Si vous voulez voir un militant néo-démocrate collé au plafond, parlez-lui de la performance de Justin Trudeau depuis le début de la campagne : « On le savait, c'est un professeur de théâtre! »

Un texte de Michel C. Auger

La réalité est, bien entendu, que les néo-démocrates ont complètement sous-estimé le « professeur de théâtre » dans leur préparation de campagne, et qu'aujourd'hui la frustration du NPD à l'endroit du chef libéral est palpable, comme quand Thomas Mulcair l'a apostrophé au débat français pour lui dire qu'il devait se fier sur d'autres pour écrire ses « lignes » lors des débats.

Le sous-texte de tout cela est que M. Trudeau n'est compétent que pour bien répéter les textes qu'il a appris, mais qui ont été écrits par d'autres.
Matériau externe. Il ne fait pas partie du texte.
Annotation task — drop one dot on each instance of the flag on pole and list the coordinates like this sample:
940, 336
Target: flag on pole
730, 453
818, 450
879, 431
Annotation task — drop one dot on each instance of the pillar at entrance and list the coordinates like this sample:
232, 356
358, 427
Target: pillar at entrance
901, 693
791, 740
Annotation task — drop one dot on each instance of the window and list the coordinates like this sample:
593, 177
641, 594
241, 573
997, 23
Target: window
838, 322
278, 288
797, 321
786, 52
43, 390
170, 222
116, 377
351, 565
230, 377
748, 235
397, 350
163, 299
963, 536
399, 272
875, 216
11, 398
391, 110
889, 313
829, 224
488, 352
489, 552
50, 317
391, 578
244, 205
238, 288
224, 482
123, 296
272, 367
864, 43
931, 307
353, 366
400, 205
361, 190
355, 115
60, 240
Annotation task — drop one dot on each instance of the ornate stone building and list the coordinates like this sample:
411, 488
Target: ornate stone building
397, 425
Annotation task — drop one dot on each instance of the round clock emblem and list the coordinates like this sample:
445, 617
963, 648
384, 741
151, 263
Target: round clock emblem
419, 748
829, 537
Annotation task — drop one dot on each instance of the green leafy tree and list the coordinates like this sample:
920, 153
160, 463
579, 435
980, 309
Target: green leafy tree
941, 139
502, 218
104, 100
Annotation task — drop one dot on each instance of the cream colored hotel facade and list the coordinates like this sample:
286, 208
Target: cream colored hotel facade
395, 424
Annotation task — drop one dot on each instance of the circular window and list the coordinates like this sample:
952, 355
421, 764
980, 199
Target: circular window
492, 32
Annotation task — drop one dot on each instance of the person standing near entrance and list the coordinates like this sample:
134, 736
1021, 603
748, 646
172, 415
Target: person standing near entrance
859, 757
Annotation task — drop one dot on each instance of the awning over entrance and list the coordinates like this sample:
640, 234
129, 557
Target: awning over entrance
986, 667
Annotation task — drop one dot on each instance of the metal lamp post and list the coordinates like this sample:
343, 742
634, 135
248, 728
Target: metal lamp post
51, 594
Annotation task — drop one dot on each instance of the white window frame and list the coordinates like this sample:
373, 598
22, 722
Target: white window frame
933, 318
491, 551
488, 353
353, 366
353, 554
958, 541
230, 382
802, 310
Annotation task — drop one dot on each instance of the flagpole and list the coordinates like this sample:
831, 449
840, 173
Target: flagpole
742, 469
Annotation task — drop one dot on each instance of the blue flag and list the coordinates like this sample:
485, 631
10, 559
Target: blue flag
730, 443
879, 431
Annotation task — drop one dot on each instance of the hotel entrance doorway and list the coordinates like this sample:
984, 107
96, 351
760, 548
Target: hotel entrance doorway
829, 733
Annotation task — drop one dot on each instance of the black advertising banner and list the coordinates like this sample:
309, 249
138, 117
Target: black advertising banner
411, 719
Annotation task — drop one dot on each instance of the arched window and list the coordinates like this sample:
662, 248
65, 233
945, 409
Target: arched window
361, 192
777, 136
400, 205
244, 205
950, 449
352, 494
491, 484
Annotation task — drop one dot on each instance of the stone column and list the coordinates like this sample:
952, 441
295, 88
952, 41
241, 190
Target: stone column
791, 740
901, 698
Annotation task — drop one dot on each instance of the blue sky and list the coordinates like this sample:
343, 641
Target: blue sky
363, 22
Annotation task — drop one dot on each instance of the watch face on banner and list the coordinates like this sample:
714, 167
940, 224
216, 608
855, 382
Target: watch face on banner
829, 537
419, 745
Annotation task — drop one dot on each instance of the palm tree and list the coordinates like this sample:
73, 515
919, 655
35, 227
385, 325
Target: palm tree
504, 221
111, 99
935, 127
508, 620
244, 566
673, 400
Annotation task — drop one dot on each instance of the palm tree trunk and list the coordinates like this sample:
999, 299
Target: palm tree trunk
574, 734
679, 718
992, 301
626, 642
Qu'il n'est qu'un porte-parole compétent, mais que ça ne fait pas de lui un dirigeant ni un premier ministre potentiel.

Tout cela fait un peu penser à l'attitude qu'ont eue les démocrates américains pendant des années à l'endroit de Ronald Reagan, un ancien acteur de films de série B qui est devenu président des États-Unis.

Celui avec qui on aimerait prendre une bière

Aux États-Unis aussi, on avait sous-estimé cet « acteur » qui ne faisait, disait-on, que bien livrer les discours écrits par d'autres. Sauf que ledit acteur a été élu, puis réélu avec une des plus grandes majorités de l'histoire américaine et qu'encore aujourd'hui, on considère largement sa présidence comme un succès. « Une présidence de transformation », disait Barack Obama.
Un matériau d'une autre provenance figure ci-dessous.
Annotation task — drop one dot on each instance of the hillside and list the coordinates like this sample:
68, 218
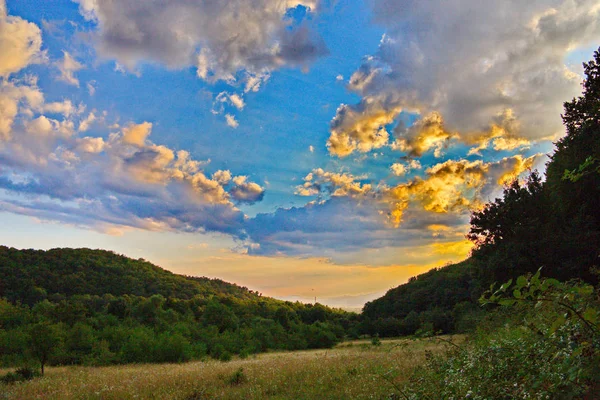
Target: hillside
82, 306
29, 276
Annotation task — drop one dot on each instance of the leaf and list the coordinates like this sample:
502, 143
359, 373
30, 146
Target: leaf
505, 286
548, 283
536, 278
506, 302
591, 315
560, 321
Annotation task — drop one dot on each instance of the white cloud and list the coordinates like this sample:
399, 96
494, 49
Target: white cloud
20, 43
231, 121
243, 36
67, 67
509, 58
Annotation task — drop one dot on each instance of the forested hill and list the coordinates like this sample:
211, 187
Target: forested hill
29, 276
95, 307
552, 224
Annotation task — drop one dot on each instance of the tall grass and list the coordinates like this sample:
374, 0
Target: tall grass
356, 370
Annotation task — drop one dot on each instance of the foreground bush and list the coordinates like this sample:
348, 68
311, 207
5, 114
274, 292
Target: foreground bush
551, 349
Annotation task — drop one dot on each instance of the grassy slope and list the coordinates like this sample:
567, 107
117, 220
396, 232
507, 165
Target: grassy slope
350, 371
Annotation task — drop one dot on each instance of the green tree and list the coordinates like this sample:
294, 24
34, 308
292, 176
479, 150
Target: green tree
44, 340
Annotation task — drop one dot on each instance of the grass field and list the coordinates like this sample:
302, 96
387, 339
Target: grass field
352, 370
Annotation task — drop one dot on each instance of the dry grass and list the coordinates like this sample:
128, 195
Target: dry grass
354, 370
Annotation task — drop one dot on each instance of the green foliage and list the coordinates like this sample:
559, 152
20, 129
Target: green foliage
19, 375
208, 317
555, 223
549, 349
44, 341
237, 378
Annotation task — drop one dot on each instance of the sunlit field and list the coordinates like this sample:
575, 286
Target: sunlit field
357, 370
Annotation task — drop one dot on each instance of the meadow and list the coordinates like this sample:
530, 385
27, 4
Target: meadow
357, 370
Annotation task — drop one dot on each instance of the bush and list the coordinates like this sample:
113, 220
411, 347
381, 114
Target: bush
551, 351
237, 378
20, 375
375, 341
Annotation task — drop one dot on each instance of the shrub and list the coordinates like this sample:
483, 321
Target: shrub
20, 375
375, 341
237, 378
550, 350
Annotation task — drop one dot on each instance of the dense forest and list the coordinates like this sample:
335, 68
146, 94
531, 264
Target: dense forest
82, 306
552, 224
528, 294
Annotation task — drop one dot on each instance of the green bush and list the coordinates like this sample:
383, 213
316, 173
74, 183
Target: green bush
551, 349
20, 375
237, 378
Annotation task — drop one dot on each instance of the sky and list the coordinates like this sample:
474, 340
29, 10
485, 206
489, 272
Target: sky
303, 148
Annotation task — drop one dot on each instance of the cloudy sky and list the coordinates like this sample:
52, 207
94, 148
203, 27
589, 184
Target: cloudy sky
301, 148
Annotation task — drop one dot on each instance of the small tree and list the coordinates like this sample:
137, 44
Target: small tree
44, 339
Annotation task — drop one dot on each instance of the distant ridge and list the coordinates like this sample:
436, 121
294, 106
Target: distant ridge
29, 275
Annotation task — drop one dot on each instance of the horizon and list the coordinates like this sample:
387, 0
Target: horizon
301, 149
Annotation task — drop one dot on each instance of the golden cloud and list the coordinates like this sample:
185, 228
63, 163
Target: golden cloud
20, 43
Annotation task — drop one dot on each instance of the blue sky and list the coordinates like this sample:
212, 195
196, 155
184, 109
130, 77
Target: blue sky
290, 146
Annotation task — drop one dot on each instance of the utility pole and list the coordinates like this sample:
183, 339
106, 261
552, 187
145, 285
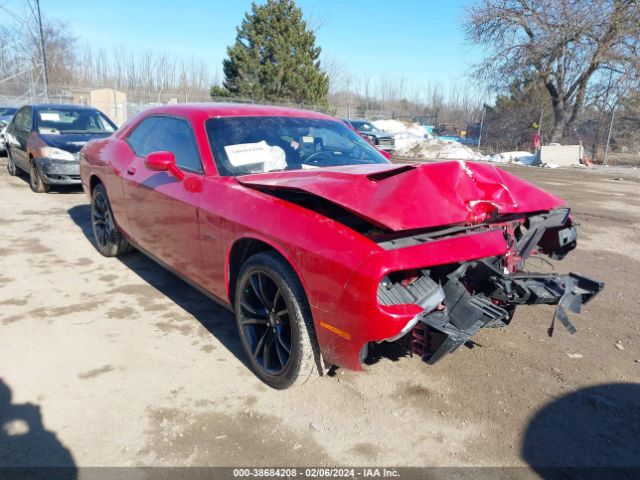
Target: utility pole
44, 56
540, 121
481, 124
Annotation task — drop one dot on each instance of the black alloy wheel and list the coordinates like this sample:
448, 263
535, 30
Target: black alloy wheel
265, 322
35, 179
109, 240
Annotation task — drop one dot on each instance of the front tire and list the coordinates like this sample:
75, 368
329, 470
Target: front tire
35, 180
109, 240
274, 321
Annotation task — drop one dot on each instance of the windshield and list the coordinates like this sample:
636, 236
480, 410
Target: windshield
363, 126
56, 121
244, 145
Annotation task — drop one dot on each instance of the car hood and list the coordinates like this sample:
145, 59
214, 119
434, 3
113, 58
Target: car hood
409, 197
71, 143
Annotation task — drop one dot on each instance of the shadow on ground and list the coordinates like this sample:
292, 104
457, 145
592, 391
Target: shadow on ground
219, 321
27, 449
596, 429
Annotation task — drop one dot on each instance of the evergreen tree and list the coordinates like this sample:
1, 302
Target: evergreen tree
275, 58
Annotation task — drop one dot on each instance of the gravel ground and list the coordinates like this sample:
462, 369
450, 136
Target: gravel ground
107, 362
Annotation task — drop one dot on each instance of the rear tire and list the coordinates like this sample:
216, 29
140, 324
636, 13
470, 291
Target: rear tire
274, 321
109, 240
35, 180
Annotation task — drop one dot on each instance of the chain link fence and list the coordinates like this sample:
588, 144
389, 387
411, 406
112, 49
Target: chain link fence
607, 136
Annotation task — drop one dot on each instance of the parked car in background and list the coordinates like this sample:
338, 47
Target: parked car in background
382, 140
44, 141
318, 244
6, 114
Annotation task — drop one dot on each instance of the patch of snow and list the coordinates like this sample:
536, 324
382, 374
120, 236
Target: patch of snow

Il ne s'agit évidemment pas de comparer l'idéologie de Ronald Reagan avec celle de Justin Trudeau - ce qui provoquerait sans doute des hurlements à droite comme à gauche -, mais simplement de constater que le fait d'être un bon communicateur est d'une importance capitale en politique.

Et de constater aussi que M. Trudeau a, quoi qu'on en dise, fait ses devoirs. Après un débat difficile en français, la semaine dernière, le chef libéral a réussi à rebondir et à dominer le débat sur les affaires étrangères, à Toronto, mardi soir dernier. Comme Reagan, voici un candidat qui est capable d'apprendre de ses erreurs.

Trudeau, comme Reagan, a aussi réussi, en partie tout au moins, à établir une zone de confort avec ses concitoyens. Ce qu'on appelle souvent « le candidat avec lequel on aimerait aller prendre une bière ». Un facteur qui n'est pas insignifiant dans le choix des électeurs, comme bien des études l'ont montré.

Rendez-vous manqué avec le Québec

L'ennui pour M. Trudeau, c'est qu'il a assez bien réussi à établir ce contact au Canada anglais, et particulièrement en Ontario, mais qu'il n'a pas été capable de le faire au Québec.

Sa performance au récent débat des chefs en français a été vue par la plupart des observateurs comme laborieuse et parsemée de nombreuses « cassettes » apprises d'avance et servies un peu à toutes les sauces. Comme lorsqu'il a réussi à parler de son plan pour la classe moyenne, alors que la question portait sur l'aide médicale à mourir.

Une bonne performance, quelques jours plus tard, n'effacera pas tout à fait cette occasion manquée auprès de l'électorat francophone.

Si, au soir du 19 octobre, M. Trudeau est à court de quelques sièges, il ne devra s'en prendre qu'à lui-même. Depuis qu'il est devenu chef du Parti libéral, M. Trudeau s'est fait rare au Québec, où il ne recevait pas le même traitement de rock star qu'ailleurs au Canada, particulièrement en Ontario.

Normalement, cela serait un signal de s'investir dans un terreau moins fertile. Mais le chef libéral a largement préféré ignorer le fait qu'il était un député du Québec, et que le Québec serait nécessairement un élément essentiel d'une coalition gagnante.